Everyone in the schools will need to wear masks to add a layer of protection for everyone, he said. They must fit snuggly around the nose and mouth. When students are 6 feet apart and no one is moving around them, they can remove the mask.

“We will work on mask etiquette,” Ferguson said. “If they are working in small groups or traveling around the building, they wear a mask. We will build in mask breaks, especially in the elementary school.”

The blue and gold cohorts will be divided by last names but keep siblings with different last names together. Parents will know by Aug. 14 what cohort their child is in, said Shelley Monachino, director of teaching and learning.

Career and Technical Education students can meet five days a week depending on the building and program. Transportation will be available to them if they fill out a bus form. Any academics at Tallmadge would follow the blue or gold cohort schedule.

Elementary students will attend five days a week and will have minimal movement in the building with two 20-minute breaks with structured activities to maintain distance.

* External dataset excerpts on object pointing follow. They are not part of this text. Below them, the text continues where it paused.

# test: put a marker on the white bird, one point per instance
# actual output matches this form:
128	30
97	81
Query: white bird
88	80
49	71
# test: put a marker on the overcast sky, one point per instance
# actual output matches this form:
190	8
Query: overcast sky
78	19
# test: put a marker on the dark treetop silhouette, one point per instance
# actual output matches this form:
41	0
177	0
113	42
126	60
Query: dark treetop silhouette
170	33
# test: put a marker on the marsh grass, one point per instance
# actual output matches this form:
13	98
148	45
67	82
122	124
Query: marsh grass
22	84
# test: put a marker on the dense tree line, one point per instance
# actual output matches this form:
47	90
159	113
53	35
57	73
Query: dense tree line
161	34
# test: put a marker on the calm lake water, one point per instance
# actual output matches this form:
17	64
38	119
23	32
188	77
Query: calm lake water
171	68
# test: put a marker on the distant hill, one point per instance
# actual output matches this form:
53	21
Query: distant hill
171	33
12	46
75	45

All students will have their own supplies and will not share them. The principals will send out lists to parents of supplies needed. Lockers will be color coded to keep social distancing by sending groups by color, which will be spaced apart.

All the available space in the buildings is being used and markers will indicate 6 feet to maintain social distancing.

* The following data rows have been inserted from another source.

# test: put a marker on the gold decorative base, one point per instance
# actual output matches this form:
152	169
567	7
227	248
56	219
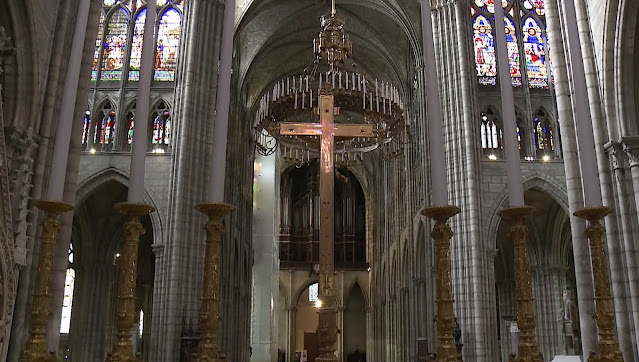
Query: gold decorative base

Chrome books are on back order but grades 5-12 have them now.

Lunch will be a grab and go type with parents paying online to maintain social distancing through lunch, Ferguson said.

Special activities like art, music and informational technology will look different with staff going into the room where students are already located instead of students moving to another classroom.

Kindergarten parents will be notified Aug. 1 whether their child is in the a.m. or p.m. group. Parents can make a request because of child care needs and the school will try to accommodate the time preferred.

Class sizes will be smaller for kindergarten to help with management and academics. Socialization and play are important and the task force is working on how a day will look for kindergarten students.

The district has the ability to use Tallmadge teachers as instructors for Tallmadge Online but it depends on how many students are in the program. It is a self-paced program and may not work for all families, Ferguson said.

“The sooner we know the amount of students in a grade that parents want online, the more effectively we can deploy our staff into the learning,” Kellar said.

Educational Service Consortium is the largest platform in Ohio and provides the best services for students, Monachino said. Tallmadge will use Lincoln and Ingenuity educational platforms. They have a wide variety of options for honor classes and AP classes.

“If we get enough students enrolled, we can use our own teachers and they will be instructed to use their platform,” Monachino said.

Parents can go to the Tallmadge school link “What will remote learning for my child look like?” for more information.

“This is a tough decision for parents and we want you to make the best decision,” Ferguson said. “You know your student best and your family situation. We want to give you the information so you can make the best decision for your family.”

This school year will not be normal and will be a challenge, Ferguson said. The staff will be accessible for all families whether online or in person.